Eye tracking technology – User profiling and privacy concerns

 

eye tracking

Staring is like clicking.

Eye tracking technology is starting to be used in virtual reality (VR) systems and it could be used in smartphones or notebooks in the near future.

If you are a smart web user, you think twice before clicking on a link with an alluring bait. But what if you just linger on that link with your eyes?

By clicking on an advertisement, your ad provider acquires your interests and creates a profile on you. So it will send you other relevant commercials and potentially sell those information to commercial partners. But eye tracking adds subtle capabilities to marketing profiling.

For example, you may reveal your sexual preferences, a sensitive information, just by looking a web page. By measuring the time you stare at persons of each gender or the degree of your pupils dilation, you are inadvertently revealing that information.
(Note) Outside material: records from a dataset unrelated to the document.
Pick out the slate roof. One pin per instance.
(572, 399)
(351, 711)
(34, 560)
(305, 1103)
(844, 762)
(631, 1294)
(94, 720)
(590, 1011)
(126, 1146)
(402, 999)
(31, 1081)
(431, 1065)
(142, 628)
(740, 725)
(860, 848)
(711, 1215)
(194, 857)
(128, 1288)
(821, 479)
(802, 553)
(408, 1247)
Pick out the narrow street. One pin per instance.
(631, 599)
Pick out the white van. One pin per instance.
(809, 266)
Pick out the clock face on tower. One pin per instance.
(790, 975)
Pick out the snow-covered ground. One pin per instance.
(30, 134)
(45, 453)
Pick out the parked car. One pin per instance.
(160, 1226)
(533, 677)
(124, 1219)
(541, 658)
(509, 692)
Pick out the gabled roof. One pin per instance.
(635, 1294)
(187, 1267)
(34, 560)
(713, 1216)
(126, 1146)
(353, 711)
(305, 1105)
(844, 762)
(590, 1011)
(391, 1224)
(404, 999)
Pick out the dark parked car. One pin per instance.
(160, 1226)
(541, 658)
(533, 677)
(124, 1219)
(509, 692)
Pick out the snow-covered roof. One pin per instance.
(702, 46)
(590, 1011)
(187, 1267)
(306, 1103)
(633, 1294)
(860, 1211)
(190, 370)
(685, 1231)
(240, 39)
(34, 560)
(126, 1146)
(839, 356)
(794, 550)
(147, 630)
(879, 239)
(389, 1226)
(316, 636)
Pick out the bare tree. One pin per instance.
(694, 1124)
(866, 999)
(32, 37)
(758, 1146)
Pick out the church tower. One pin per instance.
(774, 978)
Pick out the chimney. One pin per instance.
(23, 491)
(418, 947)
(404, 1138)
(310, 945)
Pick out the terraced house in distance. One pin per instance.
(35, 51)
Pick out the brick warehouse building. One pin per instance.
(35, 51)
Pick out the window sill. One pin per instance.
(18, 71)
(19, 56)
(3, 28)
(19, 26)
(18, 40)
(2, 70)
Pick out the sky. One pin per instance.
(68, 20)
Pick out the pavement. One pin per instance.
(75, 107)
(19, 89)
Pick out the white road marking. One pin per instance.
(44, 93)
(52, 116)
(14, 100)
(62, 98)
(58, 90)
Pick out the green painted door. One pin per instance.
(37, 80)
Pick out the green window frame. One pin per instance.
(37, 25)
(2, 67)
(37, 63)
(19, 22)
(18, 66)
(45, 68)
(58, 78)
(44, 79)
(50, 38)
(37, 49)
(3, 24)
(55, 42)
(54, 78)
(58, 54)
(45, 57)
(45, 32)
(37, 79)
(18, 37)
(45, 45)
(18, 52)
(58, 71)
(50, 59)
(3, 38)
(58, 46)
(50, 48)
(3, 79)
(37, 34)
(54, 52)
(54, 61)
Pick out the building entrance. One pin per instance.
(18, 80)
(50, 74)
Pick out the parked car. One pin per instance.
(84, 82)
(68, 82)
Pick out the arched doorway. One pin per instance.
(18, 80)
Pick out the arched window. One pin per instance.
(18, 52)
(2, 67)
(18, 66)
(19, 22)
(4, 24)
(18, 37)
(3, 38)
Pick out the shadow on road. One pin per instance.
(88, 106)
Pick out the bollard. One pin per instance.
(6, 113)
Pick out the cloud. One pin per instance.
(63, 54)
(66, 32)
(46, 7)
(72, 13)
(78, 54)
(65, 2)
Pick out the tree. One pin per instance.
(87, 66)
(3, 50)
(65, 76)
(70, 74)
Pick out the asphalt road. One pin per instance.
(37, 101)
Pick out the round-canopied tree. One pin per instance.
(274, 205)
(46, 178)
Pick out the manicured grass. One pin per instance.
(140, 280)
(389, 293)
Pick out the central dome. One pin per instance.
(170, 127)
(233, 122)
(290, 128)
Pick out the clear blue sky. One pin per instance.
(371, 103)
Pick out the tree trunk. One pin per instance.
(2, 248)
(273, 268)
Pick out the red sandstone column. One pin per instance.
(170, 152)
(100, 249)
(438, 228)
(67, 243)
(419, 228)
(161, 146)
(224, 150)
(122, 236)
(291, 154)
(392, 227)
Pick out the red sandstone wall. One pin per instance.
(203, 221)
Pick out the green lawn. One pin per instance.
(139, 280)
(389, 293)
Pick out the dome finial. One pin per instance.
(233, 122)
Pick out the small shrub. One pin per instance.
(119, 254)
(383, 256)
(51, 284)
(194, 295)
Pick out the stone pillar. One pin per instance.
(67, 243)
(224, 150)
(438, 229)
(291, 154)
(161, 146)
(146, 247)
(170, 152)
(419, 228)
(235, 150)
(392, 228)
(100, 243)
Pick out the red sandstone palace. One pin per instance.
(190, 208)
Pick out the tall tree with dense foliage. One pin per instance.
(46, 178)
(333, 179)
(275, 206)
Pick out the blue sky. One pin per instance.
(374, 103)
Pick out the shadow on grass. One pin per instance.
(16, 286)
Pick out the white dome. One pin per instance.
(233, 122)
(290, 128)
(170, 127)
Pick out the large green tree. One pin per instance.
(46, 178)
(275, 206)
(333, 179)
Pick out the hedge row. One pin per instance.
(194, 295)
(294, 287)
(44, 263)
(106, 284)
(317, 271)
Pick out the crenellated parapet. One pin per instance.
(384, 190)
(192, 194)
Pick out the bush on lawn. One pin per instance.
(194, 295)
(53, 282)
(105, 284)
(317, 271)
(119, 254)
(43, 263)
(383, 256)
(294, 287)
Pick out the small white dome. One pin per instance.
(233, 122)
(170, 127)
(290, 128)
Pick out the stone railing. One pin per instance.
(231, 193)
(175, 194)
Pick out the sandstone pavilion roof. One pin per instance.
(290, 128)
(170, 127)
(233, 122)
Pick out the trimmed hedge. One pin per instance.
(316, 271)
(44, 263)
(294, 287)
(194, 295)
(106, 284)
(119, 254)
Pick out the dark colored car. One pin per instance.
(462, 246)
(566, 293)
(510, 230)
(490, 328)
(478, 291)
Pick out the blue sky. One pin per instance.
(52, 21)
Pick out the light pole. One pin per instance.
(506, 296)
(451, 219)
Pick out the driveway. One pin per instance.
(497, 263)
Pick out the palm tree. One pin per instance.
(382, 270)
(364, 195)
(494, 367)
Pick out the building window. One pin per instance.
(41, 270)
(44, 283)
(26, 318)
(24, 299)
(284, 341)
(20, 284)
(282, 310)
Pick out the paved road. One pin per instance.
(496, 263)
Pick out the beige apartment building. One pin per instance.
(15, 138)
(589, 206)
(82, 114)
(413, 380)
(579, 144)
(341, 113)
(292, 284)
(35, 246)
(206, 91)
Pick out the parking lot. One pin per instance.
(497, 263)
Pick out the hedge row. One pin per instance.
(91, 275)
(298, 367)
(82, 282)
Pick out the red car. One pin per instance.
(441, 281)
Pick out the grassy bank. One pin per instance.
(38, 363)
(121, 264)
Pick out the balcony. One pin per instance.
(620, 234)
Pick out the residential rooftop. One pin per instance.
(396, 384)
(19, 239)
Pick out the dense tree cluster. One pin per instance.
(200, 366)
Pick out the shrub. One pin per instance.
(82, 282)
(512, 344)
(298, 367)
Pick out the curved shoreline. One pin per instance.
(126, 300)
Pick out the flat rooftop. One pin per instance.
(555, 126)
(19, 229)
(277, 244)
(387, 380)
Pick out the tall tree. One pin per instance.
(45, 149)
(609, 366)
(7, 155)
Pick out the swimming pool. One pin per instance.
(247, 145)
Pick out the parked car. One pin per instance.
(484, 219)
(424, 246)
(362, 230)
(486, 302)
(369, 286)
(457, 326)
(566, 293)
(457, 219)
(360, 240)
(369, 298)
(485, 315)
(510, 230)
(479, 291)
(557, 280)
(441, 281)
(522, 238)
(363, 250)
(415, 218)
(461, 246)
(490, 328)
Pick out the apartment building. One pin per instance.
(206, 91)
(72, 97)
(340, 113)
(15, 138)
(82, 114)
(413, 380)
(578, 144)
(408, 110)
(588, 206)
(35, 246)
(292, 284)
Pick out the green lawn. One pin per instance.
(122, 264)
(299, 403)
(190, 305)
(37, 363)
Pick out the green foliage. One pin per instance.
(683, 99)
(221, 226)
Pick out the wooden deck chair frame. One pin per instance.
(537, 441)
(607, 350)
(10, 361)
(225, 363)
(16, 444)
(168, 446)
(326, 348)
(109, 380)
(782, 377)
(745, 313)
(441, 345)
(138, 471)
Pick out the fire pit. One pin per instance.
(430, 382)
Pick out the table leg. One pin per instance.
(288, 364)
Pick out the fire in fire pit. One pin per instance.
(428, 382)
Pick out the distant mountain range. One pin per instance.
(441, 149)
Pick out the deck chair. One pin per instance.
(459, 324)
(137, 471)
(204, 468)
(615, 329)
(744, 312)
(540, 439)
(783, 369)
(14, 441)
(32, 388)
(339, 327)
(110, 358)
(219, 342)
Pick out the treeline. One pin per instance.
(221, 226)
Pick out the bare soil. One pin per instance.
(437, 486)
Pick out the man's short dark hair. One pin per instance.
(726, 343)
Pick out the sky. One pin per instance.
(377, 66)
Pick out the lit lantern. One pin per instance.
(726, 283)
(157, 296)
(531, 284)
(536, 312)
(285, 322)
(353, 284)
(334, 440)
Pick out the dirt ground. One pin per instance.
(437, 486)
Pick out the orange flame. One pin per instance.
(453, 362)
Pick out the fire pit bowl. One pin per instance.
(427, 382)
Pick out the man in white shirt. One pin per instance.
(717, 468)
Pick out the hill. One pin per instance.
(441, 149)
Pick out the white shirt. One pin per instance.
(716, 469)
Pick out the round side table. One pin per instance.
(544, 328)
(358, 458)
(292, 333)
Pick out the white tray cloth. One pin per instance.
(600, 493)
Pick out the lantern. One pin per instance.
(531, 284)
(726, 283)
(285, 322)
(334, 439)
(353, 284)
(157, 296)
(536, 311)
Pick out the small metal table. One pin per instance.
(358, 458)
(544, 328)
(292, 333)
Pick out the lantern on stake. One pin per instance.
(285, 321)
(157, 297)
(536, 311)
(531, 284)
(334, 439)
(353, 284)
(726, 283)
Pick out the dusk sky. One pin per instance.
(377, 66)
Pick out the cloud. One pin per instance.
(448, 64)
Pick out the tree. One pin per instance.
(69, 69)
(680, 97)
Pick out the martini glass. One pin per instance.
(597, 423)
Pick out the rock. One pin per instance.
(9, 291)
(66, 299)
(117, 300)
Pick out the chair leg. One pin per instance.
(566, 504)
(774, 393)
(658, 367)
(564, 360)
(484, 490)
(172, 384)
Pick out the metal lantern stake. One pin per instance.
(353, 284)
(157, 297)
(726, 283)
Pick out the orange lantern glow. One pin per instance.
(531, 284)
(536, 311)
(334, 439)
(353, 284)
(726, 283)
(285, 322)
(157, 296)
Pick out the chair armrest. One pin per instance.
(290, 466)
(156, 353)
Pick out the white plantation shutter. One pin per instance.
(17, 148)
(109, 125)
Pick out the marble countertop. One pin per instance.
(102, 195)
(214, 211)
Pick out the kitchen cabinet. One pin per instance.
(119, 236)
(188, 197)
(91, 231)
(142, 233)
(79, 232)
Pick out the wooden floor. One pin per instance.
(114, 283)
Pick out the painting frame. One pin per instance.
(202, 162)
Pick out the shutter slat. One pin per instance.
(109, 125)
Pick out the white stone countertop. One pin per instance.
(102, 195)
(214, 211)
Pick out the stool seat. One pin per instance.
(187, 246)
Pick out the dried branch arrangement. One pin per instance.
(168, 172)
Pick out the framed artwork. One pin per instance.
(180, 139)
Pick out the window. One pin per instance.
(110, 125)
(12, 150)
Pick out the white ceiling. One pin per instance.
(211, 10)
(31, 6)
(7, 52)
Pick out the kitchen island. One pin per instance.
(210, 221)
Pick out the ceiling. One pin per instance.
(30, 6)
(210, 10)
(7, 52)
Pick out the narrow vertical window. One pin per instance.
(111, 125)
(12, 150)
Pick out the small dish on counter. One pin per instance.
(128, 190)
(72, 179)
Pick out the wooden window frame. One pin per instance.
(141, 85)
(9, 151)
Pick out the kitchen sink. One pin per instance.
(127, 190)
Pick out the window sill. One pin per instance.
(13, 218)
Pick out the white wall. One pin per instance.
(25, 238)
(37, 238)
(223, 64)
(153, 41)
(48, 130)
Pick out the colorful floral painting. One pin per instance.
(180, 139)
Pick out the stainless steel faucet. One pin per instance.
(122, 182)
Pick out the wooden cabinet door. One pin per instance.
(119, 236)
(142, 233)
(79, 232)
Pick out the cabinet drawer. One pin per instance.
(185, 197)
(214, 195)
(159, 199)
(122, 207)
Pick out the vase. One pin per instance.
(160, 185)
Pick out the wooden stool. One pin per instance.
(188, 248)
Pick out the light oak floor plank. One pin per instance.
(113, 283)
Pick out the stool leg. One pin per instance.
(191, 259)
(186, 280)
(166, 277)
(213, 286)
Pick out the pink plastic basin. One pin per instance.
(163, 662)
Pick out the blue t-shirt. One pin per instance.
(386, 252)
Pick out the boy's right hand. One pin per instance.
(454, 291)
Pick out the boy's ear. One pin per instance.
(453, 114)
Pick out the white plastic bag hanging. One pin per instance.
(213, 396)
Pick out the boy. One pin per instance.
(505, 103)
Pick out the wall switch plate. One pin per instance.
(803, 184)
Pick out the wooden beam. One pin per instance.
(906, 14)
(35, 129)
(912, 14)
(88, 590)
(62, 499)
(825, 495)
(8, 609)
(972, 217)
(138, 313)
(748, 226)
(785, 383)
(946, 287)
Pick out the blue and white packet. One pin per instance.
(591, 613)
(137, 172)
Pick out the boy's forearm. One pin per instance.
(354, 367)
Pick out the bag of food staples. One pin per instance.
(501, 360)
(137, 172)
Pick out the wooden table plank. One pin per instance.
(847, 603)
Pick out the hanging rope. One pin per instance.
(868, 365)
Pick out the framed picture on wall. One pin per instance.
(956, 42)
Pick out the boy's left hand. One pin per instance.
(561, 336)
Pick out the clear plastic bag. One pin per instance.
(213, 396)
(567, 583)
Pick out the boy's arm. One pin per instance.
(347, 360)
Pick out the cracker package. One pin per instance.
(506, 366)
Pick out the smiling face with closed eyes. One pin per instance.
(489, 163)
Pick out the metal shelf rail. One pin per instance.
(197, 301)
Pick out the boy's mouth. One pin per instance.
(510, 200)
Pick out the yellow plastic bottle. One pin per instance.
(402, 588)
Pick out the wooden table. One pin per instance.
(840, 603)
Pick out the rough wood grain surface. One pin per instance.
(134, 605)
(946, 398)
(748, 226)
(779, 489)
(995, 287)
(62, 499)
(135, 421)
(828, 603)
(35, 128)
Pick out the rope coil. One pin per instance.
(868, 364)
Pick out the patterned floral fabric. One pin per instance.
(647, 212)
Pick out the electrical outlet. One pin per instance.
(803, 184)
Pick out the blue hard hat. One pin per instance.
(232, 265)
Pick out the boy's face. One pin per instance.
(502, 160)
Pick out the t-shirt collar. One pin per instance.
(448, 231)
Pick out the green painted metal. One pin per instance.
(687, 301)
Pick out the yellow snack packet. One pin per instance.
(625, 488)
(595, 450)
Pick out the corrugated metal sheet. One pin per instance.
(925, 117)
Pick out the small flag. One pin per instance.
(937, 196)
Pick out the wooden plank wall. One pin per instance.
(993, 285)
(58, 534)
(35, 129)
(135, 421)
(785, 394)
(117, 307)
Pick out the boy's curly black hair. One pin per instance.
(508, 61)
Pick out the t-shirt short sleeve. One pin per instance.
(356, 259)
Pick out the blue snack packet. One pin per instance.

It’s easy to avoid clicking on a commercial if you recognize it, but avoiding to look at an image is another story. It’s about your instinct, something you cannot and don’t want to give up.

In the same way, your eye movements may reveal sensitive information about your health status, like alcohol and drug use or some diseases.

Furthermore, eye tracking systems could be used everywhere, for example integrated within billboards, to gather people preferences about products, color variants, body shapes, facial expressions and so on. But hopefully, in such cases, they cannot be matched with your identity.

Commercials may also be easily embedded in a free VR game. If you are required to log in to play that game, then you are profiled. The same holds true for other VR applications like, for example, roaming in a virtual urban scenario with some strategically placed advertisements.

We should be prepared to this next privacy invasion even though often we will be aware of that. Better to pay attention and when those boring privacy policies are available, don’t skip reading them to be aware of the consequences of using such products and services.